More Financial irregularities: city-owned utility has millions unaccounted for, two city employees received ten times the normal payout for their resignation, and now a trio of councillors are being investigated for alleged code of conduct violations.
The fallout of financial irregularities continues in the city of Chestermere, Alta., immediately east of Calgary.
The city-owned utility had millions go unaccounted for from their books.
Two city employees received ten times the normal payout for their resignation.
And now a trio of councillors are being investigated for alleged code of conduct violations.
A third-party investigator has been hired to look at a trio of potential violations: a Facebook post from Coun. Ritesh Narayan, a letter posted in the Chestermere Anchor by councillors Narayan, Shannon Dean and Sandy Johal-Watt, and the documents apparently released by the same trio.
“We’re looking into that with a third party investigator to determine if the information that was presented was correct or incorrect,” Mayor Jeff Colvin told Global News.
That trio of councillors was the same trio that voted against investigations into Chestermere Utilities Inc. (CUI), a corporation created in 2010 to exist outside city operations and oversight.

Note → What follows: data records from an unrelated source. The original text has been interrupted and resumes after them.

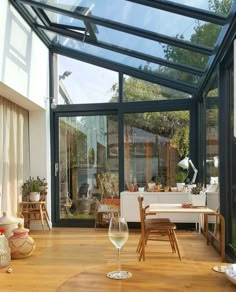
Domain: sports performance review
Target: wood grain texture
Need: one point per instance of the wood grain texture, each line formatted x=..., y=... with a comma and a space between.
x=78, y=259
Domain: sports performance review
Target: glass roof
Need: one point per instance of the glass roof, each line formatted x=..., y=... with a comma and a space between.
x=172, y=43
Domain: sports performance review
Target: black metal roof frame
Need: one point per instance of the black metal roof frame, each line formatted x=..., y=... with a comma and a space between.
x=87, y=35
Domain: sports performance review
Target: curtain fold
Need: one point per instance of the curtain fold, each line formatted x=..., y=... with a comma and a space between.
x=14, y=154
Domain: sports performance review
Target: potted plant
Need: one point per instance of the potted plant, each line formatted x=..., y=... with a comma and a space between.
x=198, y=196
x=33, y=187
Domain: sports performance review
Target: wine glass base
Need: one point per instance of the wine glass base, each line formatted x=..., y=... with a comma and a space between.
x=119, y=275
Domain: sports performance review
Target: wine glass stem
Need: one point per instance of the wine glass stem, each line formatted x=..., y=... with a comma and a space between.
x=118, y=249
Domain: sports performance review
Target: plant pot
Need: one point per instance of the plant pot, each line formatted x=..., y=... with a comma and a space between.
x=34, y=196
x=180, y=187
x=198, y=200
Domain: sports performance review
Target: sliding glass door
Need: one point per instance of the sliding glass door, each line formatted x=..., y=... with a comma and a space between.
x=87, y=164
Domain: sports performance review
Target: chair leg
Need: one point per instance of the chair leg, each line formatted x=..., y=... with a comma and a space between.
x=172, y=242
x=176, y=244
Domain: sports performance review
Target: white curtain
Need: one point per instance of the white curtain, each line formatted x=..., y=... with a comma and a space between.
x=14, y=154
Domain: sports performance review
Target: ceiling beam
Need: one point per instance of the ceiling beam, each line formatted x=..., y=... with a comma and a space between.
x=183, y=10
x=121, y=50
x=125, y=28
x=225, y=40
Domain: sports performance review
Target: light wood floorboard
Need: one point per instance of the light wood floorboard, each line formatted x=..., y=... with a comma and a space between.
x=77, y=259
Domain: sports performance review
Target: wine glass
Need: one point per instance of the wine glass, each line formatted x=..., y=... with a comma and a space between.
x=118, y=234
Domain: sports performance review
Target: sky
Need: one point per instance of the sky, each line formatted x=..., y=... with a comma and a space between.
x=92, y=84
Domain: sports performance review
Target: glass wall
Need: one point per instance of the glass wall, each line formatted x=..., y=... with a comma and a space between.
x=88, y=164
x=154, y=143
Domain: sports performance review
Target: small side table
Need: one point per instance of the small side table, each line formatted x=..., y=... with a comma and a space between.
x=35, y=211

Six years ago, a petition with 5,400 signatures – nearly the entire voting population of Chestermere – was presented to city council urging them to investigate CUI.
Chestermere is in the process of dissolving the corporation and reincorporating it back into the city’s organization.
“Financial irregularities” over a decade were discovered by staff while preparing for a public hearing on the dissolution of the utility company.
The irregularities included city transactions shown as city expenses, around $4.2 million in missing earnings, and $9.2 million in lost equities from 2017 to 2020, among other unaccounted-for funds
Nearly $600,000 in employee pay-out packages raised alarms in Chestermere last week, and the city is investigating how the “unusual” employee severances were given to two former staff members who resigned. A press release from the city on July 26 said the amounts – around $400,000 and $200,000 each – were in violation of the city’s policy to approve any payments over $75,000. Under the Alberta Employment Standard Code, the employees were entitled to two weeks’ pay, totalling around $56,000.